Bagaimana hak masyarakat adat atas ruang hidupnya?
Melalui putusan MK NO.35/PUU-X/2012, hutan adat sendiri telah lepas dari definisi hutan negara menjadi hutan hak. Putusan MK ini merupakan hasil judicial review yang diajukan oleh AMAN yang merupakan aliansi masyarakat adat dari seluruh Indonesia. Hutan adat yang sah secara hukum merupakan hutan yang dibebani hak milik kepada masyarakat hukum adat yang bersangkutan. Dalam pasal 37 UU No. 41 tahun 1999 tentang Kehutanan dinyatakan bahwa masyarakat hukum adat berhak untuk memanfaatkan kawasan hutan adat selama tidak bertentangan dengan fungsi kawasan hutan tersebut. Hal ini berarti tindakan pemanfaatan hutan oleh masyarakat hukum adat bukan merupakan tindakan ilegal. Namun, kata hukum mengisyaratkan perlunya pengakuan atas keberadaan masyarakat adat terlebih dahulu sebagai prasyarat dikeluarkannya hutan adat dari kawasan hutan negara.

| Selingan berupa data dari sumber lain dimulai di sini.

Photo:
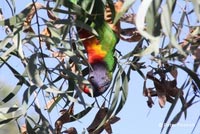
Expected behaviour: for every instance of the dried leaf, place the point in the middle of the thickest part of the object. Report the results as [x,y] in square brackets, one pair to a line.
[50,13]
[71,130]
[97,120]
[64,118]
[50,103]
[174,73]
[108,127]
[23,129]
[27,22]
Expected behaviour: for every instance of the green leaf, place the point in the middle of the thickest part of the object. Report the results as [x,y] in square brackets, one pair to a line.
[127,4]
[192,74]
[82,113]
[196,4]
[33,72]
[17,18]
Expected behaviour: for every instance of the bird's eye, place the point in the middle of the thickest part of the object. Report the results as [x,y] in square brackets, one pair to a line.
[91,77]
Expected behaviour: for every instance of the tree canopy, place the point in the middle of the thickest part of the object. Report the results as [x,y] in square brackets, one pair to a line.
[43,42]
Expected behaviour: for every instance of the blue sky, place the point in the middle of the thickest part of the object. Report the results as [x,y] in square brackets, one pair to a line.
[136,117]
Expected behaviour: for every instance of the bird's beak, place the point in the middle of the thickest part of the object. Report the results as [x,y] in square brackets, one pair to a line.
[99,78]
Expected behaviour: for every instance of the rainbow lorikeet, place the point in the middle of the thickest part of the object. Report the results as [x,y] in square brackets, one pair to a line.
[100,49]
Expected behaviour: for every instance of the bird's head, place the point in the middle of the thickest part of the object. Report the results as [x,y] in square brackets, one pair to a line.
[100,79]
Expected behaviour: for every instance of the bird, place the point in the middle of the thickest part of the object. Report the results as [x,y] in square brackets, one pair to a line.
[100,49]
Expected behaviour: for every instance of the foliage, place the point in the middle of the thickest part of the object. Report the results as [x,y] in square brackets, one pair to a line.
[53,63]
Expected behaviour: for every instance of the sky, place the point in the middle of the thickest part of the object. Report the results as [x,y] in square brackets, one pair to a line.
[136,116]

Garis besar mekanisme pengakuan masyarakat hukum adat termuat dalam pasal 4 Peraturan Menteri Dalam Negeri No. 54 tahun 2014 tentang Pedoman Pengakuan Masyarakat Hukum Adat yang mencakup tiga tahapan; identifikasi masyarakat hukum adat; verifikasi dan validasi masyarakat hukum adat; dan penetapan masyarakat hukum adat. Pengakuan masyarakat hukum adat sendiri belum berarti masyarakat tersebut berhak mengelola hutan dengan status hutan hak. Diperlukan mekanisme lanjutan terkait penetapan hutan sebagai tempat hidup mereka menjadi hutan adat. Beberapa masyarakat adat mendapatkan pendampingan dari berbagai lembaga non-pemerintahan seperti LSM dan pusat penelitian.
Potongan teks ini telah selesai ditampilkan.